Depuis ce jour, les deux jeunes gens se croisent, discutent, échangent. «On se rencontrait sans se rencontrer.» Entre les vêpres et l’Hôtel de la Gare où l’on danse alors tous les dimanches, Denise et Fernand se découvrent petit à petit. Jusqu’au jour où il décide de se déclarer. «Je lui ai écrit une lettre. Je me suis dit que c’était peut-être la fille qui me conviendrait…» Pourtant, il s’en fallut de peu que tout capote. Touché par de graves problèmes cardiaques, Fernand passe six semaines à l’hôpital de Bâle. Face à son avenir incertain et une espérance de vie annoncée dépassant à peine la trentaine d’années, il décide de rompre et rapporte à sa dulcinée tous ses petits cadeaux. «Mais je me suis cramponnée!», rigole Denise qui finira par épouser son Fernand après sept ans de fréquentation.

Entre forêt et jardin

Sur le plan professionnel, Fernand, contraint par sa santé de cesser son activité de paysan, devient horloger. Denise, elle, travaille dans un commerce. «On a pensé à reprendre un magasin à Delémont, ou même partir sur Saint-Imier ou dans le canton de Vaud», mais le couple abdique finalement devant l’opposition des parents. C’est donc à Courgenay qu’il construira sa maison qui, malheureusement, restera vide d’enfants. «Ça n’a pas marché… ça a été très dur», lâche Denise. Renonçant face aux difficultés liées à l’adoption, les époux choisissent néanmoins de rester tournés vers les autres. Ils se dévouent sans compter pour leurs familles respectives et participent durant de très longues années au financement de projets humanitaires.
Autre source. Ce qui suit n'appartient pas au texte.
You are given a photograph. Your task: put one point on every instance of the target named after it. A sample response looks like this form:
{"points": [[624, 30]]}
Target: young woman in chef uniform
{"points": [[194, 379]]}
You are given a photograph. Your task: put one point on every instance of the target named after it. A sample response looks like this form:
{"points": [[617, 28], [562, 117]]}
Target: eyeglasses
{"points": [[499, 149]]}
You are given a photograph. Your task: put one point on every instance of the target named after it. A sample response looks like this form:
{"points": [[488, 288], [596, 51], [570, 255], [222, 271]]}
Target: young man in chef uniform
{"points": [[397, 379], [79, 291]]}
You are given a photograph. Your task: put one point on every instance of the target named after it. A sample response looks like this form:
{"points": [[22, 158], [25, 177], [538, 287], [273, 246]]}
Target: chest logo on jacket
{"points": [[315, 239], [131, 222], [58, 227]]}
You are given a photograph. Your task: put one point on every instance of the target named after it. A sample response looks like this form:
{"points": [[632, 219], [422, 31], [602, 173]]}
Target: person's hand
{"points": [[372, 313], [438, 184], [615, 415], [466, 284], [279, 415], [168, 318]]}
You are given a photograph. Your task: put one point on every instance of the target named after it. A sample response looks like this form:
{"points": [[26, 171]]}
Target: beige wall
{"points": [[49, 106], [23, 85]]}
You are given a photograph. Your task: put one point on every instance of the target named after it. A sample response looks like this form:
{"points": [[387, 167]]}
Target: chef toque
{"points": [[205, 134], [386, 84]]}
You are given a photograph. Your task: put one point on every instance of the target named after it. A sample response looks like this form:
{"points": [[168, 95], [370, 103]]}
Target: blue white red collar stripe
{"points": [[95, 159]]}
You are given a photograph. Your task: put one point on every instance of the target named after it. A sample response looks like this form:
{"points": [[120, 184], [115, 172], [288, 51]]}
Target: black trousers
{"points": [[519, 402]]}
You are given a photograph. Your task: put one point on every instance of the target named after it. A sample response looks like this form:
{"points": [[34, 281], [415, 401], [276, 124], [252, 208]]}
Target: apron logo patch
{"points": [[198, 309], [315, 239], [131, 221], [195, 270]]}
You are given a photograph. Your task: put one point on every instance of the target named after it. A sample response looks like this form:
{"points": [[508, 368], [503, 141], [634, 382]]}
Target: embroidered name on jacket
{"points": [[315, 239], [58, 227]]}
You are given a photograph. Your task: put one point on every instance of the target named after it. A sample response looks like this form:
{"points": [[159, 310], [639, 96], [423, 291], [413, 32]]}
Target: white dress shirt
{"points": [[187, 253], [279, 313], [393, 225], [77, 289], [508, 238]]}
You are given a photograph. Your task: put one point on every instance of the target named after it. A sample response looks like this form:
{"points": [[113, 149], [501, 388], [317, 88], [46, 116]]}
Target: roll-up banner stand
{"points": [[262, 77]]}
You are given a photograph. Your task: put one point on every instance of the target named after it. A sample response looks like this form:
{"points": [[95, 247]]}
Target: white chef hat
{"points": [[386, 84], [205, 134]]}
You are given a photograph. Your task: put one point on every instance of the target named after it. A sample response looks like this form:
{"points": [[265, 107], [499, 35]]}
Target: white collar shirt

Côté loisirs, Fernand passe une bonne partie de son temps libre en forêt. «C’était mon dada! J’y restais des heures, j’y ai planté des milliers d’arbres et je suis un morilleur acharné.» Denise, pendant ce temps, s’épanouit dans son jardin. «Il y avait des fleurs tout autour de la maison, c’était magnifique! On avait aussi deux potagers, il y avait tout ce que vous vouliez. On n’a jamais acheté un légume.»

L’amour, toujours

Aujourd’hui, le temps a passé. Fernand, qui a fêté hier, le 13 novembre, ses 93 ans, a donc largement dépassé l’âge du Christ. «J’ai un jour décidé d’arrêter mes médicaments, confie-t-il. Je n’ai jamais fumé, je ne bois de l’alcool qu’exceptionnellement et je mange du miel tous les matins.» Denise, elle, continue de cultiver leur amour avec autant d’attention qu’elle en avait pour ses plantes, et pas un jour ne se passe sans qu’une prière ne soit adressée par l’un ou l’autre au Bon Dieu ou à la Vierge Marie. Mais là n’est pas la seule clef de cet amour inaltérable: «Quand on s’est mariés, on s’est promis de ne jamais s’endormir fâchés. Si on a un conflit, ce qui est rare, on fait la paix. Mais ce qui compte avant tout, conclut Denise, c’est de s’aimer. Et de se savoir aimé, comme dans la chanson.»

Élise Choulat

Un article publié dans notre édition du 14 novembre 2019.